The solution will take an industry-wide effort, it won't happen overnight, and the problem is not the users' fault!

The distributed denial-of-service attack on domain name service provider Dyn that downed Twitter, Spotify, Reddit, and other big websites in October shows that hackers can easily turn millions of connected Internet of Things (IoT) devices into cyber weapons. So far, experts have been advising people to change the default passwords when they install webcams, home routers, and other devices. Putting the onus on users to fix this isn’t fair; the device manufacturers bear significant responsibility.

The solution is to ensure security throughout the IoT environment — from the manufacturer, through the supply chain, into the home setup process, and on through the connection and integration a device has with other devices and apps such as Wi-Fi routers and cloud services. The initial process by which a device is brought into the home, how it's added to the home network, how it's configured, and how security credentials are established will determine the security and privacy of that device over its life cycle. The current reality is that these processes don't implement many security best practices or standards. The industry should take this opportunity to determine a set of best practices and security technologies for this key piece of device life cycle. This will take an industry effort, not just a public service announcement to consumers. And it won’t happen overnight.

Tokens, not Passwords
Changing the password for the interface by which a new device is administered is but one piece of what should happen when a new device is added to the home. The new device needs to be set up with the necessary credentials for accessing relevant networks and applications. How these credentials are issued will have a significant impact on whether or not those devices can operate in a secure and privacy-respecting manner once they start work.

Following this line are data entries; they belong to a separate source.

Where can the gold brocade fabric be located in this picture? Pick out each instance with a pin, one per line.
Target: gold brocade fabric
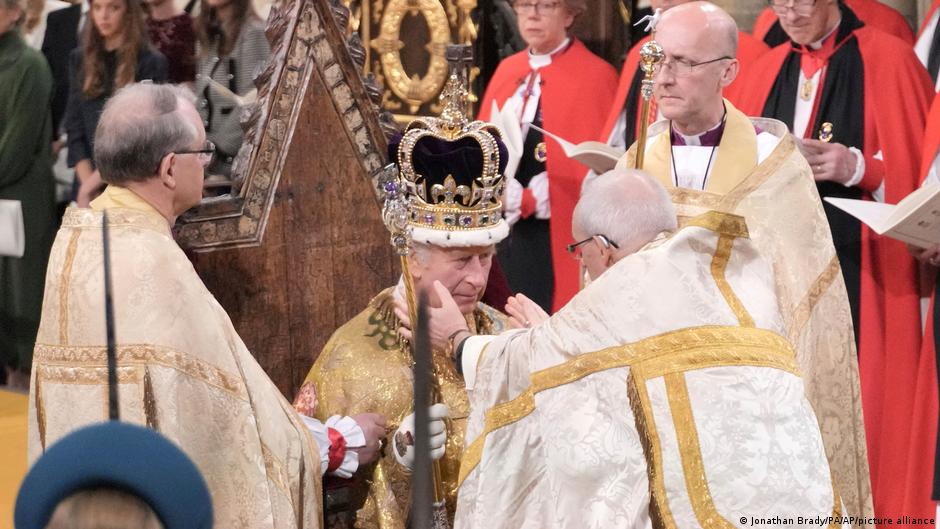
(665, 394)
(182, 368)
(785, 217)
(367, 367)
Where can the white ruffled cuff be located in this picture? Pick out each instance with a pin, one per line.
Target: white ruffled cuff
(859, 168)
(512, 201)
(539, 187)
(350, 431)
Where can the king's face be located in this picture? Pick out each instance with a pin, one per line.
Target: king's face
(463, 271)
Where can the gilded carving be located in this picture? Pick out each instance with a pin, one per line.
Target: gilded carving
(413, 89)
(308, 38)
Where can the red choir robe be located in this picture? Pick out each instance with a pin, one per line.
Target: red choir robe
(576, 91)
(897, 93)
(749, 49)
(871, 12)
(924, 440)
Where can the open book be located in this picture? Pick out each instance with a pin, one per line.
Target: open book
(12, 236)
(914, 220)
(597, 156)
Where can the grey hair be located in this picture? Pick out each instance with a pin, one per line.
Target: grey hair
(626, 205)
(10, 4)
(140, 125)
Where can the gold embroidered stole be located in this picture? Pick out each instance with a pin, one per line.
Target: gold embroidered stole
(735, 160)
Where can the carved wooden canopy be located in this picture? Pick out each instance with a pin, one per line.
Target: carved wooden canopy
(307, 38)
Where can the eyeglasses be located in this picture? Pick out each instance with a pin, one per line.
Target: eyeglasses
(683, 67)
(524, 8)
(205, 154)
(575, 247)
(799, 7)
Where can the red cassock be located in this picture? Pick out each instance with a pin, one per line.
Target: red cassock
(577, 88)
(749, 49)
(925, 412)
(897, 93)
(871, 12)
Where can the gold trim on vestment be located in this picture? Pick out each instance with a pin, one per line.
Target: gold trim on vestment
(275, 471)
(735, 157)
(135, 355)
(718, 266)
(40, 411)
(673, 368)
(710, 340)
(86, 218)
(719, 222)
(150, 401)
(64, 288)
(660, 514)
(696, 483)
(820, 286)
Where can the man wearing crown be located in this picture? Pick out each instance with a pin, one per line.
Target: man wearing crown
(711, 156)
(450, 184)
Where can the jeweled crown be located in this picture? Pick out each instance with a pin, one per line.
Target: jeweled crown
(451, 175)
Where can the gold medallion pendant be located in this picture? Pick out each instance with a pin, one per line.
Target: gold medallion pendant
(806, 91)
(541, 152)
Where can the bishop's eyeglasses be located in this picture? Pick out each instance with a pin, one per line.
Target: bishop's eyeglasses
(683, 67)
(205, 154)
(544, 8)
(575, 248)
(799, 7)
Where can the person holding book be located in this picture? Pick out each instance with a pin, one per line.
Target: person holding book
(710, 155)
(623, 119)
(875, 13)
(858, 98)
(231, 47)
(540, 86)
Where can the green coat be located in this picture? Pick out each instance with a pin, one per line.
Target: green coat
(25, 175)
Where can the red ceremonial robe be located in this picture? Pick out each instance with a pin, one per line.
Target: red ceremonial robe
(871, 12)
(577, 88)
(897, 94)
(925, 413)
(749, 49)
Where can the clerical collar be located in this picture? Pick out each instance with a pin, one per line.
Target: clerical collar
(541, 60)
(818, 44)
(709, 138)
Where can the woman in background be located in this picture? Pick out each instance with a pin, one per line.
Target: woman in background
(230, 48)
(25, 181)
(541, 86)
(114, 52)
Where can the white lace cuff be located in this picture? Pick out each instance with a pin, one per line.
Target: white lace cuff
(859, 168)
(350, 431)
(539, 187)
(512, 201)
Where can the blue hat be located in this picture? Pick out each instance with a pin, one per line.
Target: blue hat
(122, 456)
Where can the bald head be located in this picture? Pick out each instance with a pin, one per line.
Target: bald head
(709, 25)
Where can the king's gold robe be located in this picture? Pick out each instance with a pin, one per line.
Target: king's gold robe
(366, 367)
(182, 369)
(664, 395)
(776, 193)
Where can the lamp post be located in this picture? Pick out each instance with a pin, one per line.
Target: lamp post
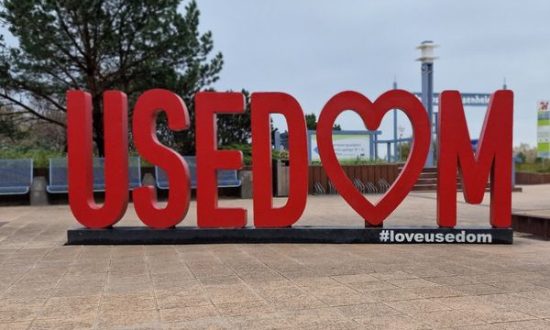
(427, 58)
(395, 159)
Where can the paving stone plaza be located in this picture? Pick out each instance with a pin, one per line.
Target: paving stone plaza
(46, 285)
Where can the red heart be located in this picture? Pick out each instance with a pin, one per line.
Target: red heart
(372, 114)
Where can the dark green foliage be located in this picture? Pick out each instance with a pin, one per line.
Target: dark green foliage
(99, 45)
(311, 123)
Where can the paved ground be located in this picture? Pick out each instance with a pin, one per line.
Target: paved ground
(44, 284)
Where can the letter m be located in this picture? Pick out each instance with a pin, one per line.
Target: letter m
(492, 159)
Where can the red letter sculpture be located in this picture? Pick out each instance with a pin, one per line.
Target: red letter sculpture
(493, 157)
(209, 159)
(372, 113)
(80, 158)
(148, 106)
(263, 104)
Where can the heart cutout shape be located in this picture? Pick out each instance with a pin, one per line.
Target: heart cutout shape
(372, 114)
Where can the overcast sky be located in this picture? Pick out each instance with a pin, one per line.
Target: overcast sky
(314, 49)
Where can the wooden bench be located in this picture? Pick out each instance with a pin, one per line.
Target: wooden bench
(15, 176)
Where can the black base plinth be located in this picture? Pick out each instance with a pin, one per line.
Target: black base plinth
(334, 235)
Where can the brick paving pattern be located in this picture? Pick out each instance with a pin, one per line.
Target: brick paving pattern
(46, 285)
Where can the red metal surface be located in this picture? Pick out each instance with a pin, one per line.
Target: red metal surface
(209, 159)
(265, 215)
(493, 157)
(80, 158)
(148, 106)
(372, 114)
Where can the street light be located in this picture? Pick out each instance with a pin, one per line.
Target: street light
(427, 58)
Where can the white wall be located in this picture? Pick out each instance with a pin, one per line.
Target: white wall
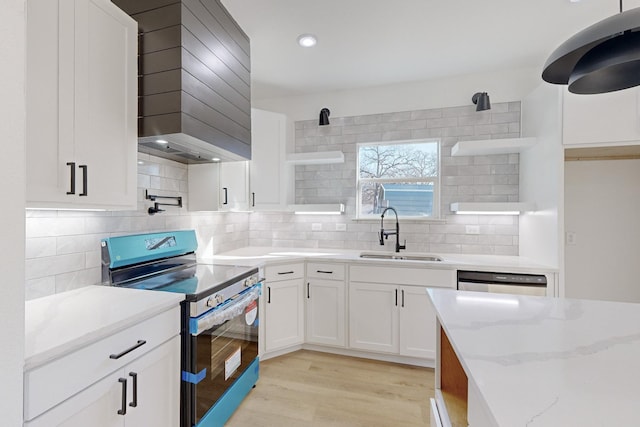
(541, 176)
(12, 111)
(506, 86)
(602, 201)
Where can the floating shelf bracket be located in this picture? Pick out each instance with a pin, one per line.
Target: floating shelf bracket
(156, 205)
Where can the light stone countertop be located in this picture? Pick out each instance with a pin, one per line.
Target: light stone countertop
(540, 361)
(260, 256)
(61, 323)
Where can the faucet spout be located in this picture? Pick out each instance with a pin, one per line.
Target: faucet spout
(384, 234)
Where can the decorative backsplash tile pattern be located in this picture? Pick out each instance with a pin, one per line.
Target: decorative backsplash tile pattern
(463, 179)
(63, 247)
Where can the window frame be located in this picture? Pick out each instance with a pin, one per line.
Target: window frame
(435, 180)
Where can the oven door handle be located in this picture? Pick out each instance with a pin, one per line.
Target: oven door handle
(219, 315)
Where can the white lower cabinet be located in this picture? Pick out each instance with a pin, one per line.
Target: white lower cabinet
(389, 310)
(284, 309)
(94, 387)
(325, 304)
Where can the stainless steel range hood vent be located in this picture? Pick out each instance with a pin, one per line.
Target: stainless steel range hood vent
(194, 81)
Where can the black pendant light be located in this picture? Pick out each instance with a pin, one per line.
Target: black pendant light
(604, 57)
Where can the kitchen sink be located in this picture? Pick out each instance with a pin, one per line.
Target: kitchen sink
(400, 256)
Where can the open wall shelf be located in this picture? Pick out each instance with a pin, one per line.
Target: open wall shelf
(492, 146)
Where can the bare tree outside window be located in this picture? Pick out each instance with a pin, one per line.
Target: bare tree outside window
(401, 174)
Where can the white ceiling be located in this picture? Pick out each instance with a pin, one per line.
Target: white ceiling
(364, 43)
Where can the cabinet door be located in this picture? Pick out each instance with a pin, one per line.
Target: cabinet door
(417, 323)
(98, 404)
(601, 119)
(105, 99)
(373, 317)
(49, 102)
(233, 186)
(267, 167)
(204, 181)
(283, 314)
(325, 312)
(157, 374)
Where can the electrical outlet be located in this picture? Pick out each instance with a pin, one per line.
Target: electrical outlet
(472, 229)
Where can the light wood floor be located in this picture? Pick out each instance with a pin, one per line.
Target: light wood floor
(309, 388)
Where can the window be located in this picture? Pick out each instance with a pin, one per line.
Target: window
(403, 175)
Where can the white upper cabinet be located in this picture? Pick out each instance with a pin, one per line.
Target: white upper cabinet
(268, 173)
(218, 186)
(81, 105)
(604, 119)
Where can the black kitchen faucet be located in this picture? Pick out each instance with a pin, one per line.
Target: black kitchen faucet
(384, 234)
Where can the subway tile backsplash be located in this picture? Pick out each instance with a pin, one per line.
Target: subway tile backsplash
(463, 179)
(63, 247)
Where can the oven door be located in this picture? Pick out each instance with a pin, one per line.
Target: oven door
(223, 343)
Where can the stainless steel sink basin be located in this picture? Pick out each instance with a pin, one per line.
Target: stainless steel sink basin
(400, 256)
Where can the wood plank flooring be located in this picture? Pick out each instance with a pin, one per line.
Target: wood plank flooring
(307, 388)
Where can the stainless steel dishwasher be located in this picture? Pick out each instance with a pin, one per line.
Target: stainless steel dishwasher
(502, 283)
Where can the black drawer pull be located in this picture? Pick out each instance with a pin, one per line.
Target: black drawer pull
(140, 343)
(84, 180)
(123, 409)
(134, 401)
(72, 187)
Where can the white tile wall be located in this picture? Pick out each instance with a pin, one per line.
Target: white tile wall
(63, 247)
(464, 179)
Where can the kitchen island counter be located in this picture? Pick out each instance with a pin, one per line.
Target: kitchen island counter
(537, 361)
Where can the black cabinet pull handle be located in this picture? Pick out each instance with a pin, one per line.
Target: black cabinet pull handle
(84, 180)
(123, 409)
(72, 187)
(134, 401)
(140, 343)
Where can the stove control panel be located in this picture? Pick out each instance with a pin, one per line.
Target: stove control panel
(215, 300)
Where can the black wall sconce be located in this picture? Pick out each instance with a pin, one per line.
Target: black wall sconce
(156, 206)
(481, 99)
(324, 117)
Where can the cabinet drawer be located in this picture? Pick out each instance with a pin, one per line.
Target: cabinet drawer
(50, 384)
(403, 276)
(284, 272)
(320, 270)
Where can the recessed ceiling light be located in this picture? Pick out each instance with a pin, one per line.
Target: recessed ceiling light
(307, 40)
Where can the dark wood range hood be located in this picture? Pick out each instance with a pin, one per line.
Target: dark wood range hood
(194, 81)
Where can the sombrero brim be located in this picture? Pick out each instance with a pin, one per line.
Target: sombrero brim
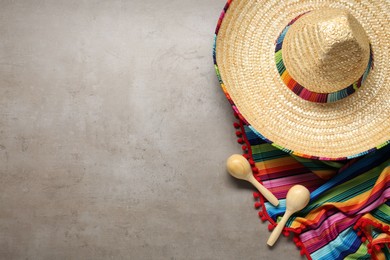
(245, 64)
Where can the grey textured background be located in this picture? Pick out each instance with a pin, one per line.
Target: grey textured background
(114, 135)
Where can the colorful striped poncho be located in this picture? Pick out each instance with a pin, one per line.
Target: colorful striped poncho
(348, 216)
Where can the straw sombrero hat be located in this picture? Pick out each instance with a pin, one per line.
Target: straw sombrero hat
(310, 77)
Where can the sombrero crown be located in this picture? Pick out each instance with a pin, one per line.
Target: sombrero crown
(291, 75)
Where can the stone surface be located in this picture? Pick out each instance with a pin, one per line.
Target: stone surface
(114, 135)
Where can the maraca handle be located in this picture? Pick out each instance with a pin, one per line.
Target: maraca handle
(263, 190)
(278, 229)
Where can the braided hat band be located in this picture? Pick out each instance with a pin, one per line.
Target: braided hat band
(305, 93)
(244, 57)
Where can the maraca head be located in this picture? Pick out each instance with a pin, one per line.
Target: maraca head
(297, 198)
(238, 166)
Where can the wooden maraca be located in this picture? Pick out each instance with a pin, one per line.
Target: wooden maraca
(297, 198)
(240, 168)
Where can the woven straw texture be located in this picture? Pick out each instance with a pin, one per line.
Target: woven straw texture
(348, 128)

New appliances must be able to connect to the Internet to be "smart," and this is usually done via a Wi-Fi network. Currently, the Wi-Fi password is pushed to the device and stored. That makes it difficult to give different devices customized network access rights, such as only connecting during specific hours. One possible alternative to pushing Wi-Fi credentials to the devices would be to provision a security token to the device that would be used on subsequent authentication to the Wi-Fi router. Applying the OAuth model, the open standard for the authorization method used on websites, to Wi-Fi authentication could present some security advantages, such as when a homeowner wanted to grant access permissions to temporary houseguests.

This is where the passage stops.